Alive, for the moment. It’s an unimaginable few words out of any parent’s worst nightmare. For Grace Mauzy, the few words became reality when she received a chilling phone call from the mountain at Whistler Blackcomb.

“I can’t even say it without it making me upset,” Mauzy said fighting back tears. “But yes, for the moment, is pretty horrible to hear.”

Growing up alongside her siblings in Park City, Utah, freeskier Jamie Crane-Mauzy started skiing as early as age one.

Her passion for winter and skiing fueled her rise among the AFP (Association of Freeskiing Professionals) World Tour rankings as a professional slopestyle and superpipe skier.

In 2013, she made history at The North Face Park and Pipe Open Series at Whistler Blackcomb, as the first woman to land a backflip off a rail in competition. The record-setting run earned Crane-Mauzy a trip to the X Games in Aspen, Colorado, where she also became the first female to land a double backflip in competition in the women’s ski slopestyle.

Crane-Mauzy’s Injury at the 2015 World Skiing Invitational

By 2015, Crane-Mauzy was back in Whistler, British Columbia – this time for the 2015 World Skiing Invitational (WSI).

“When I went up to World Tour Finals, my mom was thinking that I would win it,” Crane-Mauzy said.

Attempting a double backflip as she had done so many times before, Crane-Mauzy’s second run in the World Tour Finals took a tragic turn.

“My head whiplashed on to the snow, my brain started bleeding in eight spots,” Crane-Mauzy said. “I hurt my right brain stem so my entire right side was paralyzed. I started convulsing and I slipped into a coma.”

Quick Medical Transport to Vancouver General Hospital

Medical personnel quickly arrived at Crane-Mauzy’s side before she was airlifted to Vancouver General Hospital.

“Global Rescue was completely on top of everything from moments after the accident until we came home,” Mauzy said. “They stayed with us. Global Rescue truly saved Jamie’s life.”

Thanks to Global Rescue’s prompt medical transport coordination, a life threatening fall was handled with expertise. It gave Jamie’s family the opportunity to focus solely on what mattered most.

“I didn’t have to worry about jargon or complicated information,” Mauzy said. “All I had to do was love my baby and my baby was the most important person that Global Rescue was taking care of at that moment.”

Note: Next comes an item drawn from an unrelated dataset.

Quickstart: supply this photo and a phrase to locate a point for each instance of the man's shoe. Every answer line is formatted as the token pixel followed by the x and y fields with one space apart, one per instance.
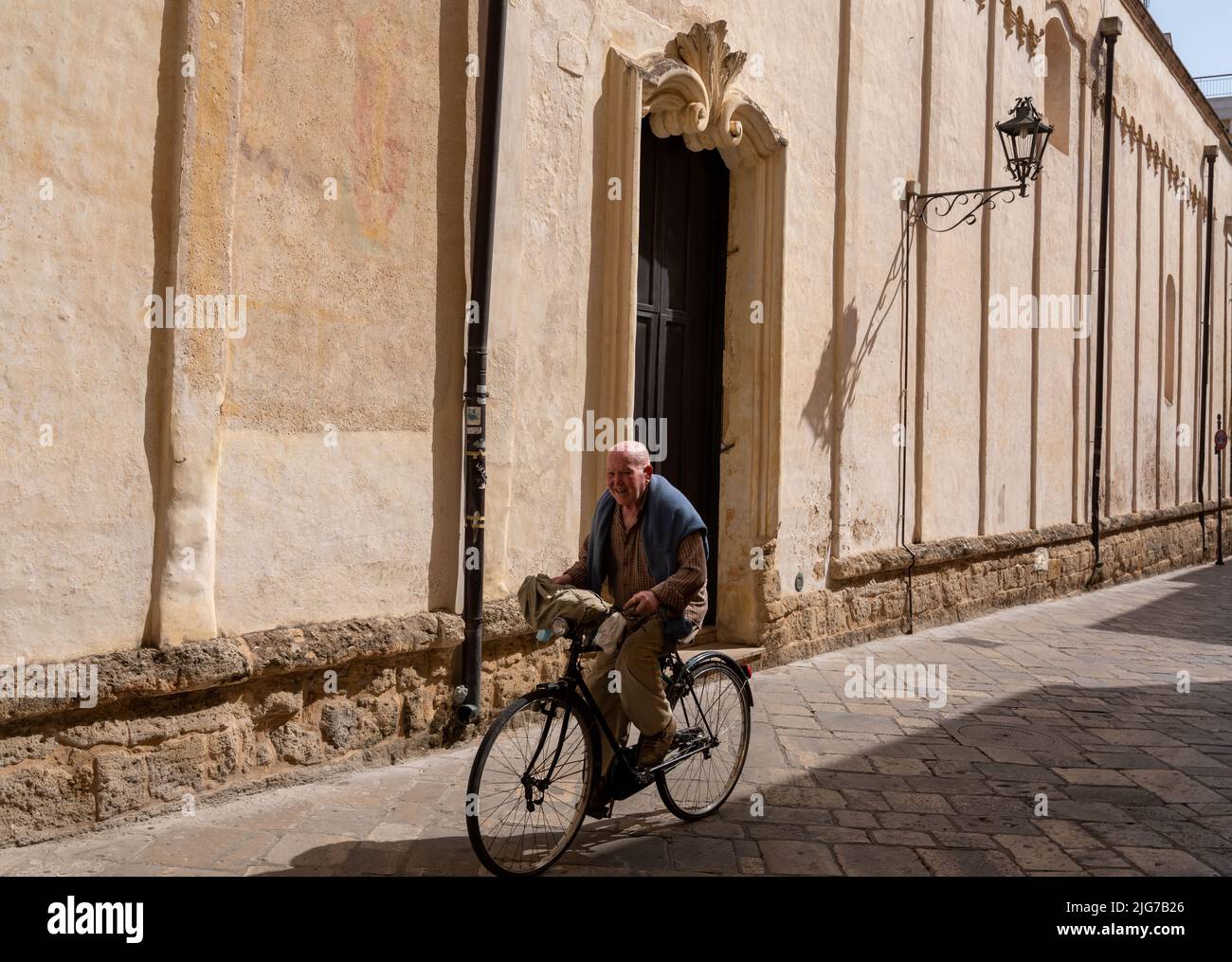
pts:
pixel 654 748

Two days after the accident, Crane-Mauzy’s family issued a statement thanking family and friends for the tremendous support and encouragement. Posting the statement to Jamie’s Facebook page, it was her sister, Jeanee, who encouraged family and friends to “share the message, #MoCrazyStrong and to continue rooting for Jamie’s speedy recovery.”

Having suffered a traumatic brain injury, the path to Jamie’s recovery was anything but clear.

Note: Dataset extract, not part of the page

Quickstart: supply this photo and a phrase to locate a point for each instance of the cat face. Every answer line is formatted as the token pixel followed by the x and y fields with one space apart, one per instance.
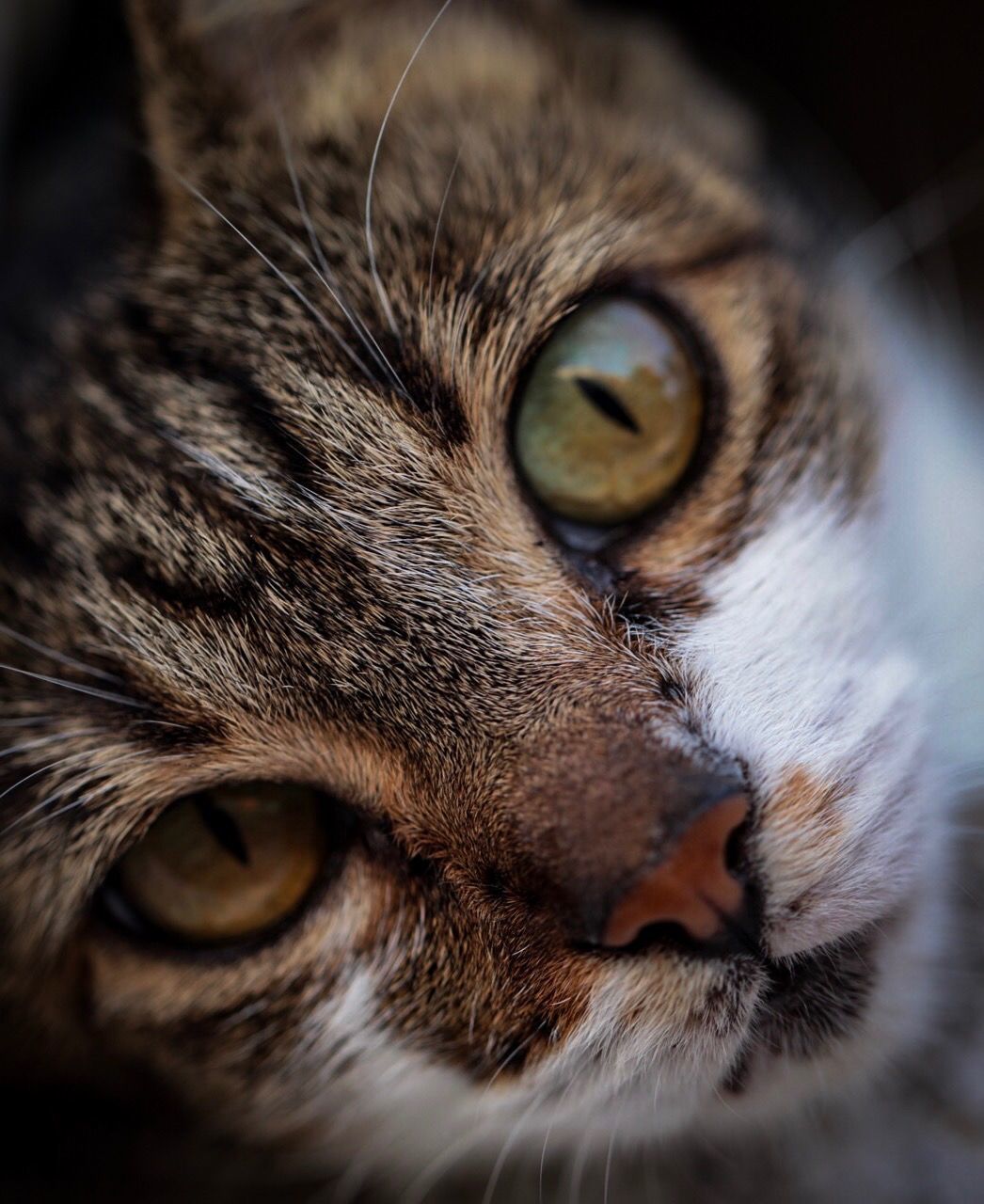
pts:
pixel 278 507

The Centers for Disease Control and Prevention (CDC) notes that those who survive traumatic brain injuries or TBIs can experience effects lasting anywhere from a few days to a lifetime.

The Road to Recovery

A month later, Jamie’s family posted another update to her Facebook page — she was walking unassisted and even doing handstands in the park.

More than three years later, Jamie has made a full recovery and even returned to the slopes. Although no longer competitively skiing, she now writes about everything from her world travels to life after a traumatic brain injury with her sister, Jeanee on their blog, Life MoCrazy Strong.